AA Tauri shows brightness variations of one to two magnitudes over an 8.2-day period. The brightness has been described as "roughly constant, interrupted by quasi-cyclic fading episodes". The periodic variations are ascribed to eclipses of the star by a warped dust disk around it.

In 2011, AA Tauri faded by about two magnitudes and has remained at the fainter level since then. The star also became significantly more reddened. The eight-day variations continue, with a maximum brightness now around magnitude 14 and magnitude 16.5 at its faintest.
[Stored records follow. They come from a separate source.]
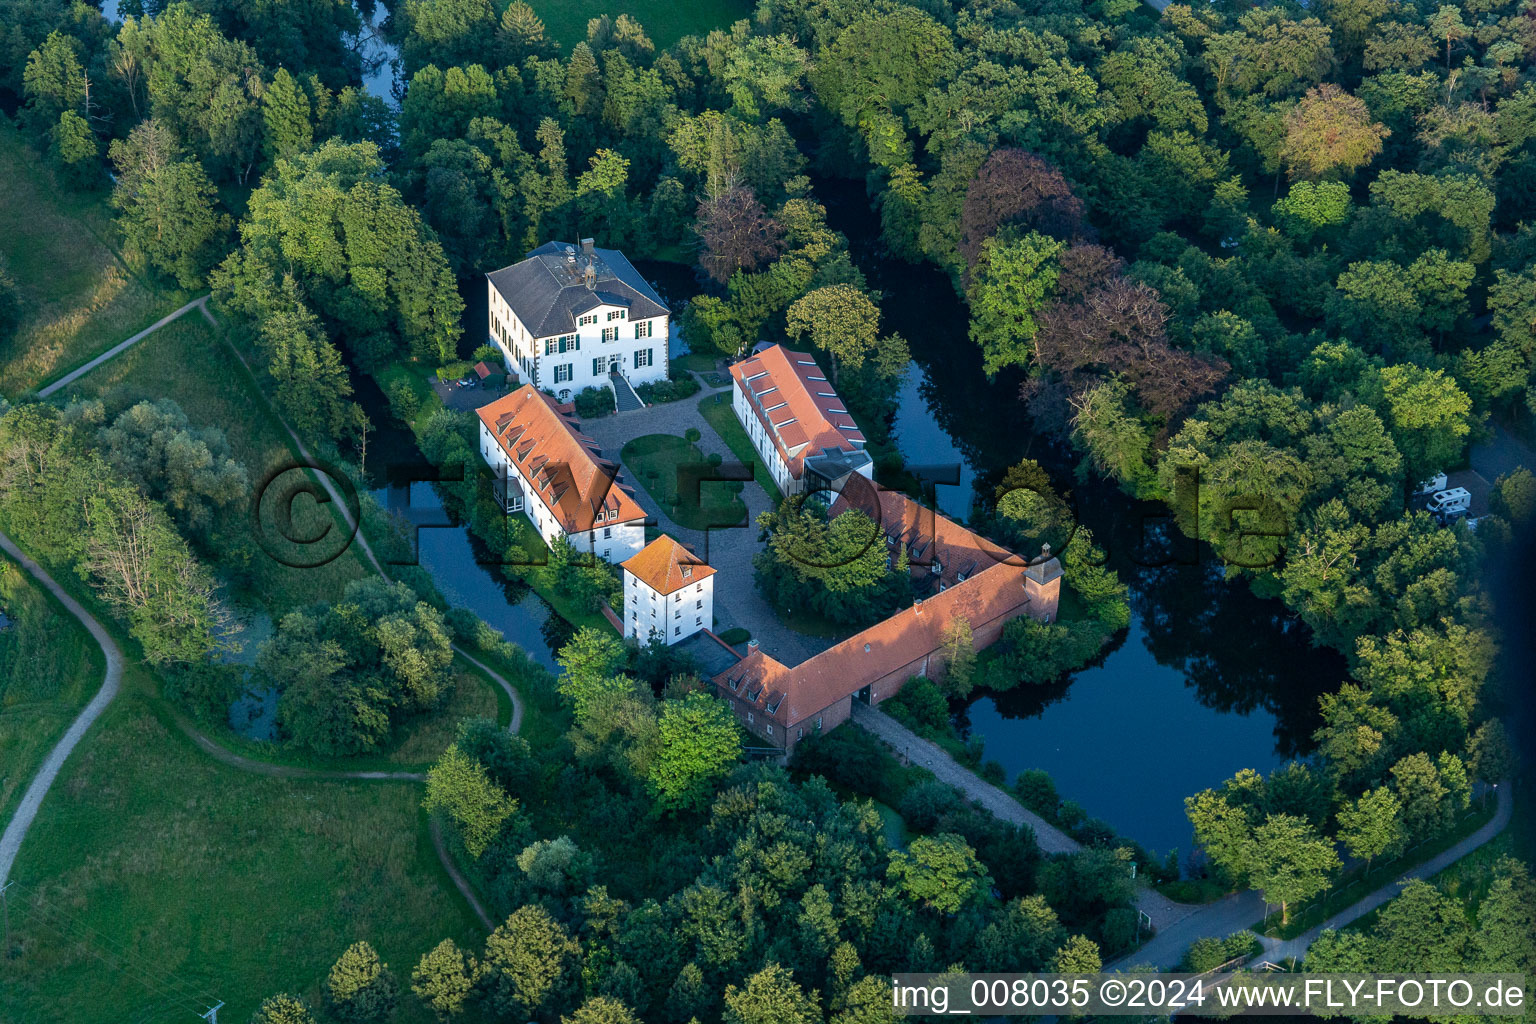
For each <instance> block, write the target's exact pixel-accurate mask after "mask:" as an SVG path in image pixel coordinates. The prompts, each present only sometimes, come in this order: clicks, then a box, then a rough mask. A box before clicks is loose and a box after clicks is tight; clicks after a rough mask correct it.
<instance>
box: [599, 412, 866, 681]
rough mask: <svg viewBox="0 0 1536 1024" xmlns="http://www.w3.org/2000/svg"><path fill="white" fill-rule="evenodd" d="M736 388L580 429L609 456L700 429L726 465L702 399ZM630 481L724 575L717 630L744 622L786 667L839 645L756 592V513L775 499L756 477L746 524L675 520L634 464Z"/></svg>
mask: <svg viewBox="0 0 1536 1024" xmlns="http://www.w3.org/2000/svg"><path fill="white" fill-rule="evenodd" d="M728 391H730V387H717V388H703V390H702V391H699V393H697V395H693V396H690V398H685V399H682V401H679V402H662V404H657V405H648V407H645V408H637V410H633V411H628V413H613V415H610V416H604V418H601V419H584V421H582V424H581V430H582V433H584V434H587V436H588V438H591V439H593V441H596V442H598V444H599V445H602V451H604V456H605V457H608V459H613V461H616V462H617V461H622V450H624V445H625V442H628V441H633V439H636V438H644V436H645V434H671V436H674V438H682V436H684V434H687V431H688V428H690V427H693V428H696V430H697V431H699V441H697V442H694V444H697V445H699V450H700V451H702V453H703V454H705V456H710V454H719V456H720V457H722V459H723V461H725V462H734V461H736V454H734V453H733V451H731V450H730V448H728V447H727V445H725V441H722V439H720V434H717V433H714V427H711V425H710V421H707V419H705V418H703V413H700V411H699V402H702V401H703V399H705V398H710V396H711V395H719V393H728ZM624 470H625V473H624V481H625V482H627V484H630V485H633V487H634V499H636V500H637V502H639V504H641V508H644V510H645V513H647V514H648V516H651V517H653V519H656V522H657V525H659V527H660V530H662V531H664V533H667V534H670V536H671V537H673V539H676V540H679V542H682V543H687V545H688V547H691V548H693V551H694V553H696V554H697V556H699V557H702V559H703V560H705V562H708V563H710V565H713V567H714V570H716V571H717V573H719V576H716V579H714V619H716V625H717V628H716V631H723V629H730V628H733V626H740V628H743V629H746V631H748V633H751V634H753V639H756V640H757V642H759V643H762V646H763V651H766V652H770V654H773V656H774V657H776V659H777V660H780V662H783V663H785V665H799V663H800V662H805V660H806V659H809V657H813V656H816V654H820V652H822V651H825V649H826V648H829V646H833V645H834V643H837V640H840V639H842V637H843V636H848V634H839V636H833V637H813V636H806V634H803V633H797V631H794V629H791V628H790V626H786V625H783V622H780V619H779V616H777V614H774V609H773V608H771V606H770V605H768V602H766V600H763V597H762V594H759V593H757V586H756V583H754V582H753V574H754V571H756V570H754V568H753V556H754V554H757V551H760V550H762V545H760V543H757V516H759V514H760V513H763V511H766V510H768V508H771V502H770V499H768V493H766V491H765V490H763V488H762V485H760V484H757V481H750V482H745V487H743V488H742V500H743V502H745V504H746V522H745V524H743V527H742V528H739V530H737V528H728V527H725V528H713V530H707V531H705V530H690V528H687V527H680V525H677V524H676V522H673V520H671V517H670V516H667V513H665V511H664V510H662V507H660V505H657V504H656V500H653V499H651V496H650V494H648V493H647V491H645V487H642V485H641V482H639V473H636V471H634V468H633V467H630V465H625V467H624Z"/></svg>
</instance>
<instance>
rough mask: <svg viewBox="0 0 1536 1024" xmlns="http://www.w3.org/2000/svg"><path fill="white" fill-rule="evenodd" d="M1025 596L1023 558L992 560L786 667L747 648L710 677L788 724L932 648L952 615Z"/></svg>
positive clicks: (822, 706)
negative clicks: (732, 661)
mask: <svg viewBox="0 0 1536 1024" xmlns="http://www.w3.org/2000/svg"><path fill="white" fill-rule="evenodd" d="M1028 602H1029V596H1028V593H1026V591H1025V568H1023V565H1017V567H1015V565H1008V563H992V565H991V567H989V568H986V570H985V571H982V573H978V574H977V576H972V577H969V579H966V580H965V582H963V583H960V585H957V586H951V588H948V590H945V591H942V593H940V594H937V596H934V597H929V599H928V600H923V602H922V603H917V605H912V606H911V608H905V609H902V611H899V613H895V614H894V616H891V617H889V619H886V620H883V622H879V623H876V625H872V626H869V628H868V629H865V631H863V633H857V634H854V636H851V637H848V639H846V640H843V642H842V643H839V645H836V646H833V648H828V649H826V651H822V652H820V654H817V656H816V657H813V659H809V660H806V662H802V663H800V665H796V666H793V668H791V666H786V665H783V663H782V662H777V660H774V659H773V657H770V656H768V654H763V652H762V651H760V649H753V651H750V652H748V654H746V657H745V659H742V660H740V662H737V663H736V665H734V666H731V668H728V669H725V671H723V672H720V674H719V676H716V677H714V680H713V682H714V685H716V686H719V688H722V689H723V691H728V692H730V694H731V695H733V697H736V699H739V700H745V702H748V703H751V705H754V706H757V708H760V709H762V711H763V714H766V715H768V717H770V718H773V720H774V722H777V723H780V725H782V726H785V728H786V729H788V728H791V726H794V725H797V723H800V722H805V720H808V718H811V717H814V715H817V714H820V712H822V711H825V709H826V708H829V706H833V705H834V703H837V702H839V700H842V699H843V697H848V695H849V694H856V692H859V691H860V689H863V688H865V686H868V685H869V683H871V682H874V680H877V679H883V677H886V676H889V674H892V672H897V671H900V669H903V668H905V666H909V665H912V663H914V662H919V660H922V659H923V656H926V654H932V652H934V651H937V649H938V648H940V646H942V643H943V633H945V626H948V625H949V623H951V622H952V620H955V619H965V620H966V622H969V623H971V626H972V628H980V626H983V625H986V623H991V622H995V620H998V619H1003V617H1012V616H1014V614H1017V613H1020V611H1021V609H1023V606H1025V605H1026V603H1028ZM903 682H905V680H903Z"/></svg>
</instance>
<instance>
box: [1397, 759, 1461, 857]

It is theorised that the root cause of this dimness is a warp in the accretion disk, located at a distance of 7.7 AU or more from the centre, that was brought into the line of sight by its elliptical motion around the central star.

==Search for companions==
In their 2003 paper, Bouvier et al. invoked the possible presence of a substellar object to explain peculiar and periodic eclipses occurring to the young star every 8.3 days, though they considered it unlikely that such a companion could be responsible for said variability. They inferred a mass of 20 times that of Jupiter for the perturbing object and an orbital separation of 0.08 Astronomical Units. Later studies found no evidence for a planet, instead finding multiple rings with accretion streams between them.

Gaia astrometry shows evidence of a proper motion anomaly, suggesting the presence of a stellar companion.